The possible states of the world (outcomes unknown at the time of
decision-making) are considered to be two states: either the chosen
bond will not default or it will default. Here, the loss function is
a negative linear identity of money, and hence a loss in element
L[1,1]
of -500 is a profit of 500, while a loss in
L[2,1]
of 1,000 is a loss of 1,000.
The decision-maker's dilemma is that bond ZZZ may return a higher
profit than bond XXX, however there is an estimated 10% chance, the
prior probability, that bond ZZZ will default and return a substantial
loss. In contrast, bond XXX is considered to be a sure-thing and
return a steady but smaller profit. The Bayes action is to choose the
first action and invest in bond ZZZ, because it minimizes expected
loss, even though there is a chance of default.

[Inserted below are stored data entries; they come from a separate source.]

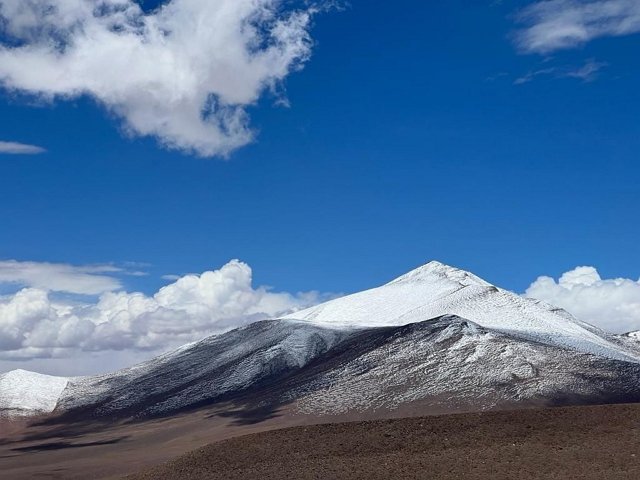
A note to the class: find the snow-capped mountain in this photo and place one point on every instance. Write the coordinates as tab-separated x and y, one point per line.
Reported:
437	337
29	393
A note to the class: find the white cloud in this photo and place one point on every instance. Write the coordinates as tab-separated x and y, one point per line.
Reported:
611	304
588	72
14	148
552	25
184	73
33	324
60	277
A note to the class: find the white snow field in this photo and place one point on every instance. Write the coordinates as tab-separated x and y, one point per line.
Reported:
485	342
436	289
28	393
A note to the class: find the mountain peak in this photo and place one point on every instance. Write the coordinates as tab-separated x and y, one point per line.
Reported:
435	271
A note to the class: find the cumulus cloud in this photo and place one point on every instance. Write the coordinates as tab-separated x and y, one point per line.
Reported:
36	324
60	277
183	73
552	25
15	148
611	304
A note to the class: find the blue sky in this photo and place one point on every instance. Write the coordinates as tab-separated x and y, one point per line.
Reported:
415	131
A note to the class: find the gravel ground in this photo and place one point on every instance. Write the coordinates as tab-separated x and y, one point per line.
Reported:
601	442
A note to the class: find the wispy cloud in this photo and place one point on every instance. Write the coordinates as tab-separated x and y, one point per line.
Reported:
552	25
61	277
587	72
184	73
15	148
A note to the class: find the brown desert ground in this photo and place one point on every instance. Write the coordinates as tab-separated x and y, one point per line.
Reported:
601	442
594	442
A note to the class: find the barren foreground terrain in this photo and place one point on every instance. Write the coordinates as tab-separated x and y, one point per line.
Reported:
593	442
601	442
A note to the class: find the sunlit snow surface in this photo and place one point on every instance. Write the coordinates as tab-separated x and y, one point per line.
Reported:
436	289
465	340
29	393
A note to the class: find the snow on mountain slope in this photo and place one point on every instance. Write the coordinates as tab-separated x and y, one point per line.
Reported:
434	334
29	393
450	363
436	289
199	373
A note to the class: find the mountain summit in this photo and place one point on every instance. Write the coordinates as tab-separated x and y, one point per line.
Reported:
436	338
435	289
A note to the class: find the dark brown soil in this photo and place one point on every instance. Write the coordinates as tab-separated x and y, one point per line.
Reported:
601	442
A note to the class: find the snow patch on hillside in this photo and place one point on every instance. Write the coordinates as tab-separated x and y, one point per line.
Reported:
28	393
435	289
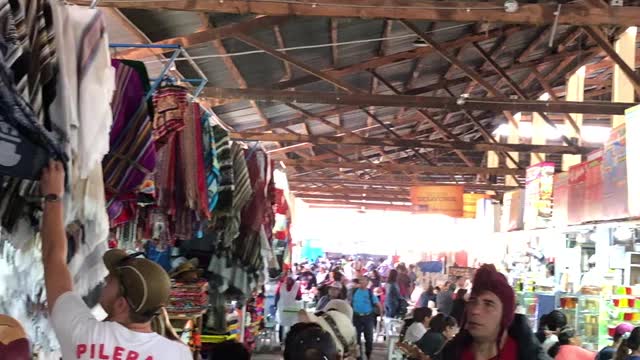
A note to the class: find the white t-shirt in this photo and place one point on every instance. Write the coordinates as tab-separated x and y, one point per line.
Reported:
415	332
82	337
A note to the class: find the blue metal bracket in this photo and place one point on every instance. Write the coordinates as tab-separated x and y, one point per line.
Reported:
157	81
166	67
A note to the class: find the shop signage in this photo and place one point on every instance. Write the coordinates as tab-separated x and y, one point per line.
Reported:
538	208
633	152
593	188
577	189
470	203
512	211
445	200
614	175
561	199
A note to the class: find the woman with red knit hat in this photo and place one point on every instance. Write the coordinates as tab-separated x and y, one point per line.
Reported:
490	328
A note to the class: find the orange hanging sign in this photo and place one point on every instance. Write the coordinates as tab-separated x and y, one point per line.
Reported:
470	202
443	199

A more realistic application of a loss matrix may be to replace the
point-estimates of loss with samples given uncertainty around the
estimated loss, and replace the point-estimates of the prior
probability of each state with samples given the uncertainty of the
probability of each state. The loss function used in the example is
intuitive, but a more popular monetary loss function may be
\(-\log(E(W | R))\), the negative log of the
expectation of wealth, given the return. There are many alternative
loss functions.
Although isolated decision-theoretic problems exist such as the
provided example, decision theory may also be applied to the results
of a probability model (such as from
IterativeQuadrature
, LaplaceApproximation
,
LaplacesDemon
, PMC
), or
VariationalBayes
, contingent on how
a decision-maker is considering to use the information from the
model. The statistician may pass the results of a model to a client,
who then considers choosing possible actions, given this
information. The statistician should further assist the client with
considering actions, states of the world, then loss functions, and
finally eliciting the client's prior probabilities (such as with the
elicit
function).
When the outcome is finally observed, the information from this
outcome may be used to refine the priors of the next such decision. In
this way, Bayesian learning occurs.